Прощай, Хемингуэй! — страница 3 из 25

— Жаль, я больше не полицейский. Ты же знаешь, обожаю порнографию…

— Не шути, Конде, речь идет о детской порнографии.

— Это еще цветочки, Маноло. Готовься к тому, что скоро хлынет на нас со всех сторон…

— Вот именно. Ты думаешь, когда вокруг такое творится, у меня есть время вникать в подробности жизни Хемингуэя, который уже тысячу лет как застрелился, чтобы выяснить, убил он или не убивал некоего типа, о котором неизвестно даже, кто он, к дьяволу, такой.

Конде улыбнулся и взглянул на море. Бухта, в прежние времена до отказа забитая рыбачьими суденышками, сейчас была пустынным и сверкающим пространством.

— Хочу сказать тебе кое-что, Маноло… — Он сделал паузу и пригубил свой напиток. — Я был бы очень рад, если бы удалось доказать, что именно Хемингуэй прикончил этого типа. Уже много лет чертов писатель для меня как заноза в заднице. Но в то же время неприятно сознавать, что на него могут навесить мертвеца, к которому он не имеет никакого отношения. Поэтому я займусь этим делом, попытаюсь кое-что выяснить, и когда я говорю «кое-что», это кое-что и есть… Место, где были найдены кости, уже осмотрели как следует?

— Нет, но завтра туда отправятся Креспо и Грек.
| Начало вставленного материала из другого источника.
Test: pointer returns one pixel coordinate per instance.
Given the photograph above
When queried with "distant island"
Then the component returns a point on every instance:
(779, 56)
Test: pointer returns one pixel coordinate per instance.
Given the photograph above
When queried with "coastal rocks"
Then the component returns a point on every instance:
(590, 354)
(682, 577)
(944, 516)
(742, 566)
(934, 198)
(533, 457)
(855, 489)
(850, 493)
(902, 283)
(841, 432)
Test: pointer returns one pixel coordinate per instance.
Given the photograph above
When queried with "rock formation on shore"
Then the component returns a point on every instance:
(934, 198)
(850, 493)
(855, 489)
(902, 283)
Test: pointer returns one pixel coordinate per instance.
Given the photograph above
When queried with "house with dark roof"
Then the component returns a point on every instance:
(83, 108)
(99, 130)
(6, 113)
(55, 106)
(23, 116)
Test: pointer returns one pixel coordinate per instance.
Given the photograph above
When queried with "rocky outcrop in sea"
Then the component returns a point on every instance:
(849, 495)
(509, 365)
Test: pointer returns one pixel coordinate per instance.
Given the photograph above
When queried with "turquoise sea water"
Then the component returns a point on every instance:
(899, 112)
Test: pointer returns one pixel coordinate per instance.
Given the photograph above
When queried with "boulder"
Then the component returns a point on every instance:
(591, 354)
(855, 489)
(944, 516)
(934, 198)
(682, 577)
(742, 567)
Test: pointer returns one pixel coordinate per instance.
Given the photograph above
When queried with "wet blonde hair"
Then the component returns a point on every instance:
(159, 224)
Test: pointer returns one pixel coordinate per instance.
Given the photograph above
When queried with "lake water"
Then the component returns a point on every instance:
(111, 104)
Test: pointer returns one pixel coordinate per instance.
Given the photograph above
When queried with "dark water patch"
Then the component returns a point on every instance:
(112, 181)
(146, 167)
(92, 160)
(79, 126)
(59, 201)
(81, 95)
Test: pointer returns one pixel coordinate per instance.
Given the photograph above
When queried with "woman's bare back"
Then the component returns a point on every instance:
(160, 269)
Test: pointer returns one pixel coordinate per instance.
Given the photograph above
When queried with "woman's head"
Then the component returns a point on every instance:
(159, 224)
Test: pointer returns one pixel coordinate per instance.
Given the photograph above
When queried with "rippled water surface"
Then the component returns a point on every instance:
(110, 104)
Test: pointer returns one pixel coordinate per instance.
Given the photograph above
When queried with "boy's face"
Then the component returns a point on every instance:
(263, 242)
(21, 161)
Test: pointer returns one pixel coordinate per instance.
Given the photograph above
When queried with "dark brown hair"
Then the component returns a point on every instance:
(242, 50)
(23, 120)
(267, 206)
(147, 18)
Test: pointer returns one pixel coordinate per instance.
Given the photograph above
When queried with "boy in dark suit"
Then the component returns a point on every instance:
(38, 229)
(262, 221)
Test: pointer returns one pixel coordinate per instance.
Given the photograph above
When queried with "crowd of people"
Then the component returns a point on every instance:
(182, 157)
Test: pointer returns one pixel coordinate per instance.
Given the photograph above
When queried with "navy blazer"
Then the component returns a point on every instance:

Такую работу не поручишь простому землекопу.

— А ты чем займешься?

— Своими делами, а через неделю, когда ты мне расскажешь, что разузнал, закрою дело и выкину из головы эту историю. И пусть в дерьме окажется тот, кто этого заслуживает.

Конде вновь перевел взгляд на море. Он знал, что лейтенант Паласиос прав, однако странное беспокойство угнездилось в его душе. Он не мог понять, море ли так разбередило ему совесть или все дело в том, что он слишком долго был полицейским. А может, это из-за того, что я пытаюсь стать писателем? — подумал он, не желая расставаться со своей главной мечтой.

— Пойдем, я хочу тебе кое-что показать, — обратился он к своему приятелю и поднялся из-за стола.

Не дожидаясь Маноло, он перешел через улицу и зашагал между стволами казуарин в сторону маленького сквера, где высилась беседка без крыши, внутри которой располагался бетонный пьедестал с установленным на нем бронзовым бюстом. Косые лучи клонящегося к закату, но все еще жаркого солнца играли на зеленоватом лице увековеченного в бронзе писателя, и казалось, что он улыбается.

— Когда я начинал писать, то старался делать это как он. Этот человек играл для меня очень важную роль, — сказал Конде, пристально вглядываясь в памятник.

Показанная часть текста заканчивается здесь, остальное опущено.